Die Beweisnot ist ein Kennzeichen der Fälle, in denen der Tatrichter gehalten ist, seine Überzeugung unterhalb der Schwelle allgemeiner Erkenntnisskepsis zu bilden. Sie allein reicht indessen nicht aus. Mindestens unterschwellig spielen auch andere Gesichtspunkte eine Rolle, darunter solche, die von den Vertretern einer objektiven Beweismaßtheorie offen propagiert werden. Denn die über den Anscheinsbeweis gewährten Beweiserleichterungen spielen gerade dort ihre überragende Rolle, wo das Risiko der Fehlentscheidung die je beteiligten Interessen gleichermaßen trifft, weil ein Schaden nun einmal entstanden ist und es - bei Außerachtlassung der kollektiven Sicherungssysteme - nur noch darum geht, wen von zwei gleichgestellten Beteiligten die Belastung endgültig treffen soll.

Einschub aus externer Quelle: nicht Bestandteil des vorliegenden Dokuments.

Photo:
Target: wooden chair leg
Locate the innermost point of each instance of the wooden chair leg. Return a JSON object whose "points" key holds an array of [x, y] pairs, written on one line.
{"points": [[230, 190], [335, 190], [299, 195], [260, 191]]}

Streitet dagegen ein Individuum mit einem Versicherungskollektiv um seinen Versicherungsschutz, zögert die Rechtsprechung, vom Anscheinsbeweis zugunsten des Kollektivs Gebrauch zu machen (BGH JZ 1978, 111 - vorsätzliche Herbeiführung des Versicherungsfalls; BGH Betrieb 1970, 1223 - grobe Fahrlässigkeit). Daß individuellen Willensentschlüssen das Gepräge des Typischen fehle, ist zwar ein auch außerhalb des Versicherungsrechts verwendetes Argument (BGHZ 31, 351, 357). Es ist jedoch hier wie dort brüchig, weil es weite Bereiche der Erfahrungswissenschaften schlicht vernachlässigt. Auch die Rechtsprechung scheint es immer weniger ernst zu nehmen (BGHZ 59, 132, 136; weitere Nachweise bei Egon Schneider MDR 1971, 535 ff.). Ganz und gar typisch ist es schließlich, daß Einschreibebriefe ihren Adressaten erreichen, und dennoch wird ein Anscheinsbeweis nicht zugelassen, weil es in 266 von 1 Million Fällen vorkomme, daß Einschreibesendungen verlorengingen (BGHZ 24, 308, 312 ff.). Damit ist jedoch keine ernsthafte Möglichkeit eines atypischen Geschehensablaufs dargetan. Vielmehr hat der BGH Gespür dafür bewiesen, daß erstens durch eine Fehlentscheidung über den Zugang eines den Versicherungsschutz aufhebenden Mahnschreibens der Versicherungsnehmer regelmäßig härter betroffen ist als das Versicherungskollektiv und daß zweitens der nicht in den Genuß des beweiserleichternden Anscheins zu kommen braucht, der seine Beweisnot durch geeignete organisatorische Maßnahmen (Einschreiben mit Rückschein) verhindern kann (vgl. auch Walter ZZP 90 (1977), 270, 283 f.; Bender in FS Baur, S. 247, 261 f.; Prütting S. 103 ff.).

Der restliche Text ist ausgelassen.